Maria Polyakova, an assistant professor of health policy, Victoria Udalova, a Senior Economist at the U.S. Census Bureau, and Vinayak Bhatia, a graduate student at Carnegie Mellon University and former Stanford Health Policy researcher, have published their original investigation in the Journal of the American Medical Association (JAMA.) Taking advantage of the new data linkages enabled by the EHealth initiative of the Census Bureau, led by Udalova, the authors were able to assemble a large sample size of 795,000 children to look at detailed patterns of clinically recorded diagnoses and family income.
They focused on children ages 5 to 17 who lived in families with annual income under 200% of the U.S. poverty level — or about $44,000 for a family of three — and who were insured under Medicaid or CHIP programs in years 2011 and 2012. They used diagnoses records in Medicaid claims data to relationship between income and mental health disorders — including ADHD, anxiety, autism spectrum disorders and depressive disorders — as well as infections, injuries, asthma, anemia, and drug, alcohol and tobacco disorders. The authors made the data on the prevalence of each condition by income ranges publicly available
They also used administrative records of the Social Security Administration to examine the relationship between income and 10-year mortality. Thirty-six percent of children in their data have experienced an infection within a two-year period of measurement, and 13% had a chronic mental health diagnosis. 0.6% of all children in their sample died within a 10-year period of follow-up, at the average age of 19.8 years.

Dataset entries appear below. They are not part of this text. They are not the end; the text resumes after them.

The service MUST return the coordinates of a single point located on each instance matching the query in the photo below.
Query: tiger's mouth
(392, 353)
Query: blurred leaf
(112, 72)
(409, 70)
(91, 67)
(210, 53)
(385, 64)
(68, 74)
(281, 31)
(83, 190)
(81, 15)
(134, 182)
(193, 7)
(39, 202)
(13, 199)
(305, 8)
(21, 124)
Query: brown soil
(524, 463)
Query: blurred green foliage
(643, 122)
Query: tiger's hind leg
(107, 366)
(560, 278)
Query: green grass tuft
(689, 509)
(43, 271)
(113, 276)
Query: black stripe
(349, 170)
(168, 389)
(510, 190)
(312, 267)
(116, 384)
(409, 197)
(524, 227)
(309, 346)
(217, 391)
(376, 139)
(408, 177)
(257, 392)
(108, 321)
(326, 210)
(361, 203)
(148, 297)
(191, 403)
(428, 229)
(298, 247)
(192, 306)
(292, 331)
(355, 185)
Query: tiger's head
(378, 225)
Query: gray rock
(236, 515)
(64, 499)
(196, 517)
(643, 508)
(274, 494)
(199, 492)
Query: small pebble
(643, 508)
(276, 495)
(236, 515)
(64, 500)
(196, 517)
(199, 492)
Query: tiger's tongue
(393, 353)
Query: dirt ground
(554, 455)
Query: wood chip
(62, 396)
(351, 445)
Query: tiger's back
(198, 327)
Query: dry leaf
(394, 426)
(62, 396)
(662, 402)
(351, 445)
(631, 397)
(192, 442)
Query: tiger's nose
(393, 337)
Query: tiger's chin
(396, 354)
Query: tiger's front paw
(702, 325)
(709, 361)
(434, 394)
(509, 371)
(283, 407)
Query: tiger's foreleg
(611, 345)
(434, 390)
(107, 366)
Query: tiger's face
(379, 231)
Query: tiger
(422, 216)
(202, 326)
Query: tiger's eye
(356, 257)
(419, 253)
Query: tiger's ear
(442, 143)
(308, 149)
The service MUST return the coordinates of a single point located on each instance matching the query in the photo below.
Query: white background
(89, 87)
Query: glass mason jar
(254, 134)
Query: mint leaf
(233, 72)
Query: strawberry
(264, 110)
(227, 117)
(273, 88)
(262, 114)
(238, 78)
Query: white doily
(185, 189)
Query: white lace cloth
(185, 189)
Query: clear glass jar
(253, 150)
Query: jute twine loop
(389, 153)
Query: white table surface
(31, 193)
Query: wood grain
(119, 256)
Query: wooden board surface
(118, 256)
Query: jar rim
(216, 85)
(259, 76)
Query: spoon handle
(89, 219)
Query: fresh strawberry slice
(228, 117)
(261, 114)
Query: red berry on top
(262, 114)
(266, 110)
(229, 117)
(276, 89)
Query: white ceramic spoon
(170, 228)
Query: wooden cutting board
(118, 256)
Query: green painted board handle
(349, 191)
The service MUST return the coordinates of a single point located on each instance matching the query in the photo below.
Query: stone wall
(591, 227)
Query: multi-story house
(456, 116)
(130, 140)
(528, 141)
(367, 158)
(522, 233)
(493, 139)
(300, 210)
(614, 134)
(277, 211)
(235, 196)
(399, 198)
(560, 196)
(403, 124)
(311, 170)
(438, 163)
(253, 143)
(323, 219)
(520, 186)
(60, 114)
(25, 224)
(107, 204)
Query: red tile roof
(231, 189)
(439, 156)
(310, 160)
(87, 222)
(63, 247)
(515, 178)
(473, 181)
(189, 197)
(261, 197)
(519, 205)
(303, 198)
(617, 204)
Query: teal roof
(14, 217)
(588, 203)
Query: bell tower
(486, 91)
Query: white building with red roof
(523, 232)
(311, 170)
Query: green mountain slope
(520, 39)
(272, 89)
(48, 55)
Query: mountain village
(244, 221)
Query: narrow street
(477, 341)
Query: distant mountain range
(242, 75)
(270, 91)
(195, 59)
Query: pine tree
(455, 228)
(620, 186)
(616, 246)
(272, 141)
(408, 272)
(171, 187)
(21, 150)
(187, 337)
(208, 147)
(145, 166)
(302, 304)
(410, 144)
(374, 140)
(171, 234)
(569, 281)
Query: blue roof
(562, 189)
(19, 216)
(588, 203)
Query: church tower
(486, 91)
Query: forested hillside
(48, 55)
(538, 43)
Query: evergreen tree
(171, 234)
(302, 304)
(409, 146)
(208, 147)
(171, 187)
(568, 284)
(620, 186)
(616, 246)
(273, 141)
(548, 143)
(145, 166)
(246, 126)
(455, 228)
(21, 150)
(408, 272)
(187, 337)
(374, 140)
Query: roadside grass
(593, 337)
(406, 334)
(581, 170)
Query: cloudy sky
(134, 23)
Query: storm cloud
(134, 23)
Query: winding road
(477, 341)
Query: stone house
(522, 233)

The study was unique in its ability to examine the association of income with many different conditions during childhood, measured in the same data for the same large sample of children.
In addition to bringing in new data into the discussion, the study had two goals. First, to examine the shape of the relationship between income and health at lower-income levels. Work that has studied the mortality-income gradients among adults has found particularly steep gradients at lower-income levels, so the authors wondered if this also reflected a lifelong accumulation of steeper gradients in health among children in the lowest-income families.
“We’re not comparing children in very poor to very rich families, but instead looking at children all of whom were living in relatively low-resource families,” Polyakova said. “Some could have argued that all these kids have similar access to medical care through Medicaid and maybe that should substantially reduce any differences in their health outcomes — but that is not the case.”
However, the study found no association between 10-year mortality and income among children ages 5 to 9, raising the question of whether access to health insurance may be playing a role in reducing this gradient.
In an accompanying editorial, two independent researchers note: "The headline finding is that an additional $20,000 in annual income was associated with a 15% reduction in the probability of mental health disorders for children aged 5 to 9 years."
The second big issue the study was able to address with new precision is the so-called “equalization hypothesis.” The question of how health-income gradients among children evolve as children age has been debated in the literature, as some researchers have found that such gradients decline as children enter the school system and socialize with peers. Other studies have found that such gradients increase. The findings by Polyakova and co-authors strongly support the hypotheses proposed by Princeton’s Janet Currie and co-authors, who have argued that the association between income and health grows stronger, rather than diminishes, as children age and that it is driven more by frequent exposure to health shocks among lowest-income children than their ability to recover from shocks. This is consistent with the higher rates of infections and injuries at lower incomes that Polyakova and co-authors found in their data.
The results for mental health diagnoses and substance use disorders were particularly striking. The paper found pronounced gradients in many types of mental health diagnoses, such as ADHD, anxiety, depression, and PTSD. Moreover, given the large sample size, the authors were able to document the early emergence of the income gradient in the prevalence of drug use disorder among 10- to 17-year-olds, more than 1% of whom had this diagnosis in the lowest income families and somewhat less than 1% in the highest income families in the sample.
The authors cautioned that while their results are helpful in understanding the facts, evidence-based policymaking would require being able to understand the causal mechanisms behind these patterns, which this paper was not able to do.